Intent Exchange、ドローン航路を実証し、国際業界団体にてタスクフォースを立ち上げ

Intent Exchange株式会社

令和8年6月3日

Intent Exchange株式会社

Intent Exchange株式会社(本社:東京都文京区、代表取締役 CEO:中台 慎二、以下「Intent Exchange」)は、NEDO(国立研究開発法人新エネルギー・産業技術総合開発機構)「デジタルライフライン整備事業/ドローン航路の実証」の一環として、秩父市でのドローン航路の構築と運用に関する実証を行い、国際業界団体GUTMAにおいてタスクフォースを設立しました。実証の成果をもとに国内での河川等でのドローン航路構築を推進するとともに、培った地上リスク管理技術の国際展開を推進してまいります。

背景

 経済産業省は、人口減少下でもドローンなどのデジタル技術を全国津々浦々に行き渡らせる「デジタルライフライン全国総合整備計画」においてアーリーハーベストプロジェクトを策定しており、そのもとでNEDO事業としてドローン航路の開発と整備が進められています。ドローン航路は、ドローン運航者の代わりに、ドローン航路運営者が飛行経路下の立入管理や近隣との調整を担います(注1)。今回構築したドローン航路システムを、ドローン航路運営者とドローン運航者が利用することで、ドローン運航者は、無人地帯での目視外運航(レベル3)が容易になります。
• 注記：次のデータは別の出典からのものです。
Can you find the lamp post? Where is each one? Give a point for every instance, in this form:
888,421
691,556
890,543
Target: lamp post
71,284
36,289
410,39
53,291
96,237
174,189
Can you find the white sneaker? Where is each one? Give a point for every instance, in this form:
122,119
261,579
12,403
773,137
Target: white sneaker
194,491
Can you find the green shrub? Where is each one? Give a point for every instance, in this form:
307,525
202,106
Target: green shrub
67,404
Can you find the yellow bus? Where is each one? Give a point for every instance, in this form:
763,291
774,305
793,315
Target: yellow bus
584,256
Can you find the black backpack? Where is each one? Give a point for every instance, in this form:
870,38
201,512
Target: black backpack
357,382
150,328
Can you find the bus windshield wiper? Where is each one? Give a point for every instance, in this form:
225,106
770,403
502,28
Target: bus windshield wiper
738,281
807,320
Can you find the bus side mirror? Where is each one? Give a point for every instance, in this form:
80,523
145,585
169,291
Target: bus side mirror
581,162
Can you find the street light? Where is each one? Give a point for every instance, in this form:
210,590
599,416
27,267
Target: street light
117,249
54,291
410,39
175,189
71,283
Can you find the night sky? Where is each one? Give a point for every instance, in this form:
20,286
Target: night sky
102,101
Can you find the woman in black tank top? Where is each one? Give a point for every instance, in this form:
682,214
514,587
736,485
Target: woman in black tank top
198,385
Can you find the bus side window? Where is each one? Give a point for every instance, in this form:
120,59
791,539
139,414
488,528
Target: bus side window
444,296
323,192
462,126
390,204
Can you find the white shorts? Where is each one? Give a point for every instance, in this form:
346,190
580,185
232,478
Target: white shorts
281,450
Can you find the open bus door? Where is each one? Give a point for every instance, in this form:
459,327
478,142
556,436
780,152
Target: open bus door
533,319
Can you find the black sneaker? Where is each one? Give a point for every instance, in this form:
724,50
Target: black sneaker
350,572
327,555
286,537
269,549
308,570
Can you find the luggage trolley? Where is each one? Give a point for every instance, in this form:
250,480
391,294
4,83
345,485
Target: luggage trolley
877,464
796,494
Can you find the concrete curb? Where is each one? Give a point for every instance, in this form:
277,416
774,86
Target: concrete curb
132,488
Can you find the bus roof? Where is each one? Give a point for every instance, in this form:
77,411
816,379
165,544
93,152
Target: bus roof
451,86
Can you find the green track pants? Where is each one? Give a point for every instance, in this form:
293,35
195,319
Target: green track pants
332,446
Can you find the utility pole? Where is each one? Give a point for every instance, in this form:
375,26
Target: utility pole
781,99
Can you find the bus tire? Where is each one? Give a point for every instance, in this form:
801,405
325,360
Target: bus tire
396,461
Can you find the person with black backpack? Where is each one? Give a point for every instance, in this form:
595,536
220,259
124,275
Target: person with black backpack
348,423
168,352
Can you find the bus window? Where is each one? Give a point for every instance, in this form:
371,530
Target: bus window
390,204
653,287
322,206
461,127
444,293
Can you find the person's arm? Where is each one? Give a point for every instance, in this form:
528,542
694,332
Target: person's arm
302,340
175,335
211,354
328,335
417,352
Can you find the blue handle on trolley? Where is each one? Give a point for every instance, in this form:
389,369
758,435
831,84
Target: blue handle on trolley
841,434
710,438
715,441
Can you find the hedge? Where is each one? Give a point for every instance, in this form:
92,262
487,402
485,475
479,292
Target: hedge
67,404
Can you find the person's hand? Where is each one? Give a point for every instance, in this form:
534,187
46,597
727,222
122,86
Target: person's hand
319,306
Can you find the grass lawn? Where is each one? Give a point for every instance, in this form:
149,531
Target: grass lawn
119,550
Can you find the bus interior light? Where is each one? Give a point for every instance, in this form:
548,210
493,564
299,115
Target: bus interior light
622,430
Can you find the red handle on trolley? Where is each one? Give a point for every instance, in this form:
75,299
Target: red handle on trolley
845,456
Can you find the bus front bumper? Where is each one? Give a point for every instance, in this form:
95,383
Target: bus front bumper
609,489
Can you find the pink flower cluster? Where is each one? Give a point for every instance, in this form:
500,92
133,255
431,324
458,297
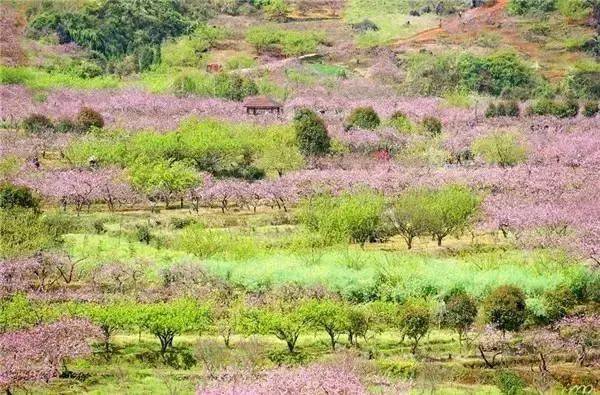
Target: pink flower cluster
38,354
316,379
81,187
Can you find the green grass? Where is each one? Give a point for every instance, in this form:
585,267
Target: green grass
354,273
390,16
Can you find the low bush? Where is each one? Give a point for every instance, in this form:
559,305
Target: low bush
311,133
590,109
363,118
558,303
349,217
37,123
510,383
432,125
503,109
12,196
506,308
184,85
143,234
583,80
401,122
414,322
234,87
496,73
521,7
561,109
88,118
66,125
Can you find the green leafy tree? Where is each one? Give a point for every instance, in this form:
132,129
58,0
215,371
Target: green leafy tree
37,124
506,308
166,320
352,217
432,125
407,216
311,133
277,10
496,73
115,28
25,232
414,321
12,196
88,118
163,180
280,153
110,318
363,118
286,321
330,316
460,313
450,209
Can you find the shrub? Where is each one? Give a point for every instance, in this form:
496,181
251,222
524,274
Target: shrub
287,42
37,123
558,302
495,74
503,109
562,109
115,28
414,322
143,234
460,313
184,85
510,383
583,80
432,125
234,87
181,222
590,109
506,308
401,122
277,10
348,217
12,196
88,118
521,7
450,210
500,148
98,226
363,118
311,133
65,125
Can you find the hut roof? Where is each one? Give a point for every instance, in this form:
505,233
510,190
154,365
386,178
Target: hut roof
261,102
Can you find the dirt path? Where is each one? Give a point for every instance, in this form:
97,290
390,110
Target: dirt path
471,20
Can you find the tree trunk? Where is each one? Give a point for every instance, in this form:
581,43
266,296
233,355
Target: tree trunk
291,345
332,338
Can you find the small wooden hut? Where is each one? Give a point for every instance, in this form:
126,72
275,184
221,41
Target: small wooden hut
260,104
214,68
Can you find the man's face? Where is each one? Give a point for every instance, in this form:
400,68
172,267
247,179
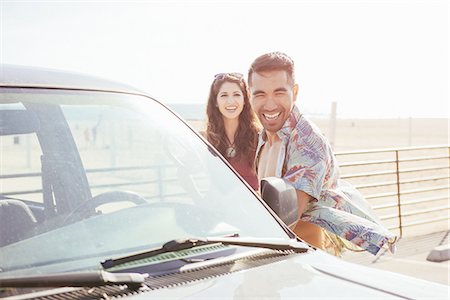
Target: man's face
272,97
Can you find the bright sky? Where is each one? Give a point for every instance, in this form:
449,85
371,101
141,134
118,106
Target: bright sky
384,58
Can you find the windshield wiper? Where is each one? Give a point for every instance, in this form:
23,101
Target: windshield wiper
182,244
75,279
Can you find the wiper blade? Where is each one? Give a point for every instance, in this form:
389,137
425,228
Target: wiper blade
182,244
75,279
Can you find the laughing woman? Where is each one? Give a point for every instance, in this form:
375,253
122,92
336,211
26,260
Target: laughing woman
232,127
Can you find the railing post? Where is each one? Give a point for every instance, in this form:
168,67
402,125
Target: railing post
399,204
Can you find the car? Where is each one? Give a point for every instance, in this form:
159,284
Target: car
106,192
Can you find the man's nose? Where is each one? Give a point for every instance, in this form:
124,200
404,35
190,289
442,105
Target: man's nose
270,104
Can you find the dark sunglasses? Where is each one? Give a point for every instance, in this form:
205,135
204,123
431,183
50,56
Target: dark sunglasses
224,75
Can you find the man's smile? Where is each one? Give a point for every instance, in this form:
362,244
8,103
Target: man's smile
231,108
271,117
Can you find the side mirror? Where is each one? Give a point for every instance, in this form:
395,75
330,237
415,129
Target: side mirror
281,198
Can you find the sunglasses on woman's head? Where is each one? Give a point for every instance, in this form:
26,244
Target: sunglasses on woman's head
223,75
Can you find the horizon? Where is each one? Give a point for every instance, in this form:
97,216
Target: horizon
376,59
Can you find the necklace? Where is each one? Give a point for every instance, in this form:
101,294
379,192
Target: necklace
230,152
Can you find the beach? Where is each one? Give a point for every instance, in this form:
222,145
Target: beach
362,134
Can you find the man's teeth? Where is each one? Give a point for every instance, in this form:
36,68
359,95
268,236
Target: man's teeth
272,116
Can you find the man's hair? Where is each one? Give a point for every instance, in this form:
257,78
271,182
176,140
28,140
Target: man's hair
273,61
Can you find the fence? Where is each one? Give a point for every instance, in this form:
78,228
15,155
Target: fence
406,186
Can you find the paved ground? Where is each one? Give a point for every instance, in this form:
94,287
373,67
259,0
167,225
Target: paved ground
410,258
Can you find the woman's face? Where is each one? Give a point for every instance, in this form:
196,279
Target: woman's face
230,100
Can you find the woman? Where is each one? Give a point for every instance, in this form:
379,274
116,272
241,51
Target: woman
231,124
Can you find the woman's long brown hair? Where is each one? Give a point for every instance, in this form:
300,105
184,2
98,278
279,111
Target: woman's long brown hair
246,137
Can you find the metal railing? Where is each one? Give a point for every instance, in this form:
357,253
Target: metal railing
407,186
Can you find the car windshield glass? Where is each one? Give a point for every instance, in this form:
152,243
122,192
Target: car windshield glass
87,176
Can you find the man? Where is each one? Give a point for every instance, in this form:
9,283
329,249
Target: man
291,147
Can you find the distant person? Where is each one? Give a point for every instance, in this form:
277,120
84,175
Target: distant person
330,210
231,124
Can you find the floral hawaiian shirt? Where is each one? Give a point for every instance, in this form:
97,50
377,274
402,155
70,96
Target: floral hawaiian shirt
307,162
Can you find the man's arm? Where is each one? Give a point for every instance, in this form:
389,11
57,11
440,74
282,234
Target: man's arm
302,201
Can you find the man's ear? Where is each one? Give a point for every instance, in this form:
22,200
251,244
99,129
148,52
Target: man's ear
295,91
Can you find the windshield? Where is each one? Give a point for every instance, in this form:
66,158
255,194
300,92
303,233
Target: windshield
87,176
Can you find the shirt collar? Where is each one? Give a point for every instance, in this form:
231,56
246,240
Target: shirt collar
290,124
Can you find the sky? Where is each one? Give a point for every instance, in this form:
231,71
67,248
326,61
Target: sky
375,59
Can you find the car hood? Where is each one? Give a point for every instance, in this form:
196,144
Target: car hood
288,276
316,275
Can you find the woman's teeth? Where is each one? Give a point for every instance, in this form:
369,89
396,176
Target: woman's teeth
272,116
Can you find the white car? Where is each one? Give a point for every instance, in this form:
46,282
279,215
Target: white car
107,193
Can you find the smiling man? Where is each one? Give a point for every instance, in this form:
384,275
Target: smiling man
291,147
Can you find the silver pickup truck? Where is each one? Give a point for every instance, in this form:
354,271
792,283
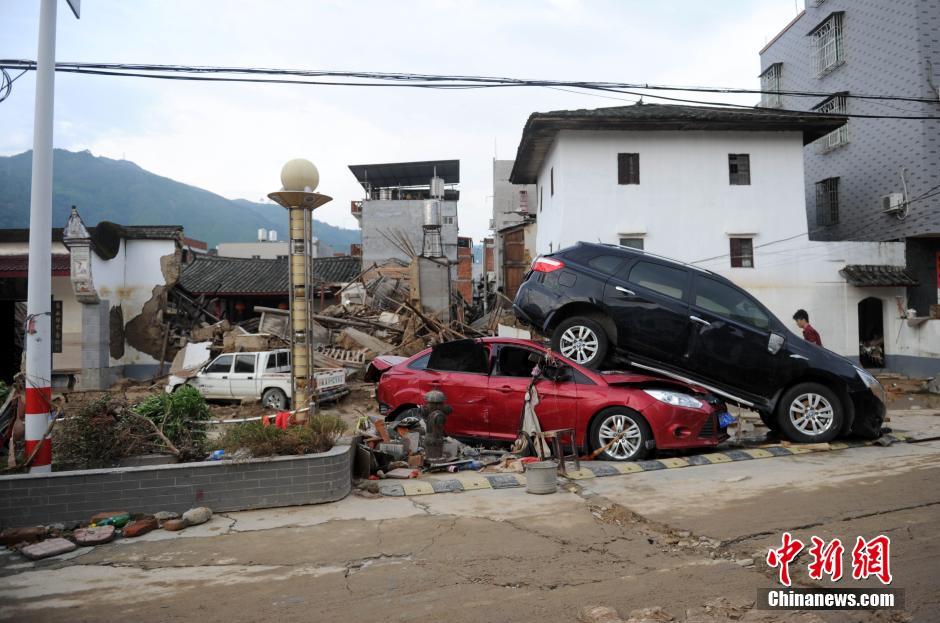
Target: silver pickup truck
263,375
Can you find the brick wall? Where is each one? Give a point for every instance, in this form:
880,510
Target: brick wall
465,268
27,499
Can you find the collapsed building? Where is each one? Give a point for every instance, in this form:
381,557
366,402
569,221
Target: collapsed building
109,291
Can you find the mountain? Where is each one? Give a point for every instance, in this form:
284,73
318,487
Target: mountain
120,191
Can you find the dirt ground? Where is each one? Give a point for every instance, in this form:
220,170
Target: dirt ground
690,541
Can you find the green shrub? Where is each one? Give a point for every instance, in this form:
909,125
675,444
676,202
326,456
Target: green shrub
318,434
181,416
98,434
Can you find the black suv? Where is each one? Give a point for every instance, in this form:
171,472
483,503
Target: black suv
609,304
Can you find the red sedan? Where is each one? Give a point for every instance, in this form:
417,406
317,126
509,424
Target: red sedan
485,381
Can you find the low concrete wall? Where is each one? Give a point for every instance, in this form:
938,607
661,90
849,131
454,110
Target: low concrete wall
27,499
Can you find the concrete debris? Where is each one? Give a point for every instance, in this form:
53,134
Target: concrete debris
140,527
12,536
352,339
599,614
88,537
196,516
47,548
723,608
174,525
650,615
100,518
164,516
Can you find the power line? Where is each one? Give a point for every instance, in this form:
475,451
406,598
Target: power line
435,81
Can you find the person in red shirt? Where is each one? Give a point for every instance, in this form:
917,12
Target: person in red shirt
809,333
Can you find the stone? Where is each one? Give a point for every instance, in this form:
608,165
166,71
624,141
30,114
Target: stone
12,536
175,524
47,548
164,516
196,516
650,615
93,536
139,527
599,614
99,517
933,385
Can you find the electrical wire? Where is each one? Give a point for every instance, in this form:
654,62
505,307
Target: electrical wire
435,81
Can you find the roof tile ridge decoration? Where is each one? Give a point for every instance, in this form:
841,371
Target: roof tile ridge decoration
79,242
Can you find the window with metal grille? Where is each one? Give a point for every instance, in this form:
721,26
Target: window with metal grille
628,168
827,202
827,44
835,105
742,253
770,86
739,169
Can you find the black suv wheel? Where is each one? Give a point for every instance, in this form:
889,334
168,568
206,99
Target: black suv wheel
810,413
582,340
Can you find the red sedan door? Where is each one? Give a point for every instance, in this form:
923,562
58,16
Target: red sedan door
461,370
512,372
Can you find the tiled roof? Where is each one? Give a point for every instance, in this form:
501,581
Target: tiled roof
232,275
131,232
875,275
541,128
18,265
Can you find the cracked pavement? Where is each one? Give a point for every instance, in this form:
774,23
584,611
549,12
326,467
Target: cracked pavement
670,538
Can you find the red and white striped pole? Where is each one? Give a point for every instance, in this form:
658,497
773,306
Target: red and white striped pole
39,288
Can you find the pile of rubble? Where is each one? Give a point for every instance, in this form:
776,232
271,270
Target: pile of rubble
39,542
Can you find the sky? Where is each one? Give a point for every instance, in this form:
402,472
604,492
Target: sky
232,139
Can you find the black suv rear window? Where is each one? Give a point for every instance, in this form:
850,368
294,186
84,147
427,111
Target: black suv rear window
673,282
607,264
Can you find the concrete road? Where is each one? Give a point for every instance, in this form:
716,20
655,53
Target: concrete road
688,540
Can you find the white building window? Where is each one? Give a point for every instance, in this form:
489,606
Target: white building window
827,202
631,242
827,44
835,105
770,87
742,253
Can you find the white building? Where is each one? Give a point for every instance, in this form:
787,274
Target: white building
392,212
513,226
722,189
109,294
267,247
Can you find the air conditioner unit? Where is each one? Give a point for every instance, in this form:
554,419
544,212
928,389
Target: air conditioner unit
892,203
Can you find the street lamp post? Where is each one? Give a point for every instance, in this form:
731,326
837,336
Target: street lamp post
299,179
39,285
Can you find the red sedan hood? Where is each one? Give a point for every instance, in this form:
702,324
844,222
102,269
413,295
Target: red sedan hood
635,378
381,364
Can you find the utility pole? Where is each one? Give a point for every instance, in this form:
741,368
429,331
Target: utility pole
39,287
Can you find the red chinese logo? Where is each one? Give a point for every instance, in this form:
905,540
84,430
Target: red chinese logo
869,558
872,558
783,556
827,559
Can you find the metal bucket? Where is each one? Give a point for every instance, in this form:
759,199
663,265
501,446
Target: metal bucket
541,477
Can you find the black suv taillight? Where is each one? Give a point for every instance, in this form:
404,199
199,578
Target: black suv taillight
547,264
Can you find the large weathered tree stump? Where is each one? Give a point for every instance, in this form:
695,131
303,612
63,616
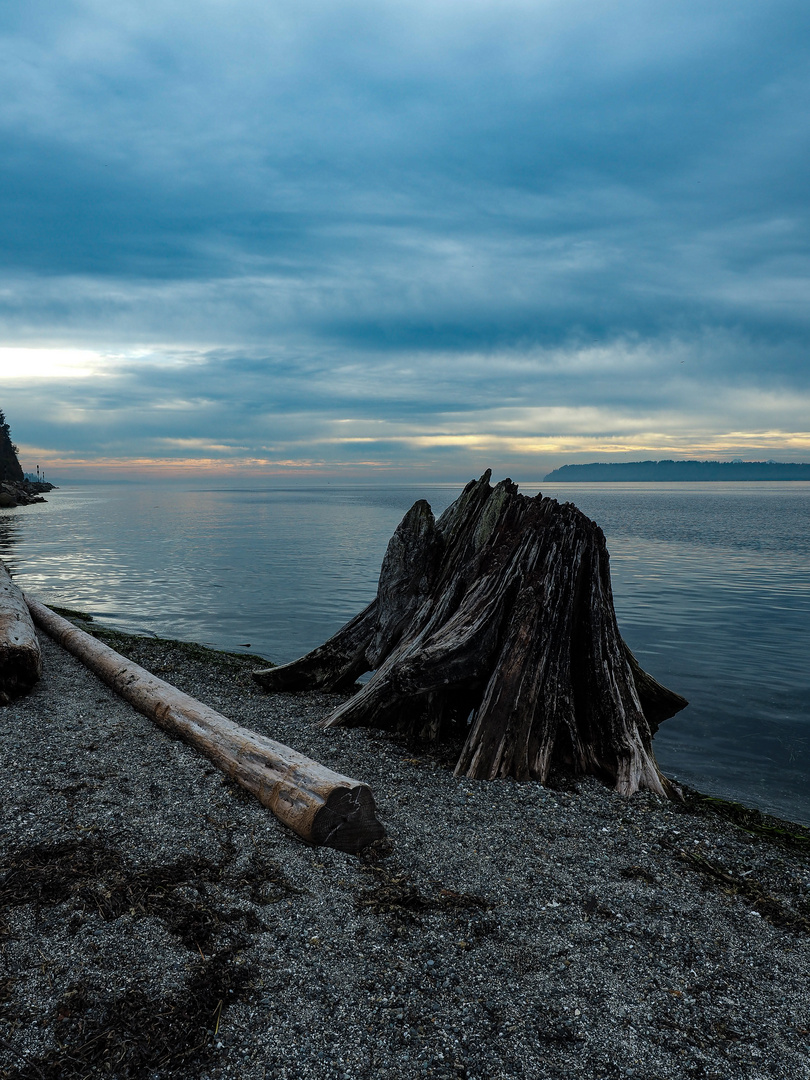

 Intent Exchange株式会社は、2024年度、2025年度とドローン航路システムの開発に参画し、特に、航路画定、UTMとの接続、航路の乗り入れ等を担いました。

 なお、ドローン航路に関する航路運営者向けガイドライン、運航事業者向けガイドライン、及び各種付属書の案は、NEDOデジタルライフライン整備事業にて公開されています(注2)。

概要

1.    ドローン航路の実証に成功

Intent Exchangeは、2026年3月に秩父市においてドローン航路の一連の機能を、実際のドローン運航を伴って検証いたしました。特に、地上リスク管理を担う航路画定、複数の航路運営者を跨いだ予約、UTMによる運航、事業者間・LLM連携を支えるOpen Data Spaces活用の検証を行いました。

(ア)  複雑な地形でも、航路画定の有効性を検証

カテゴリーⅡ(レベル3)でのドローン運航を行う際には、飛行経路からの落下分散範囲を立入管理する必要があります。しかし、この落下分散の計算には、風速や地形、空気抵抗などを考慮することが必要となっています(注3)。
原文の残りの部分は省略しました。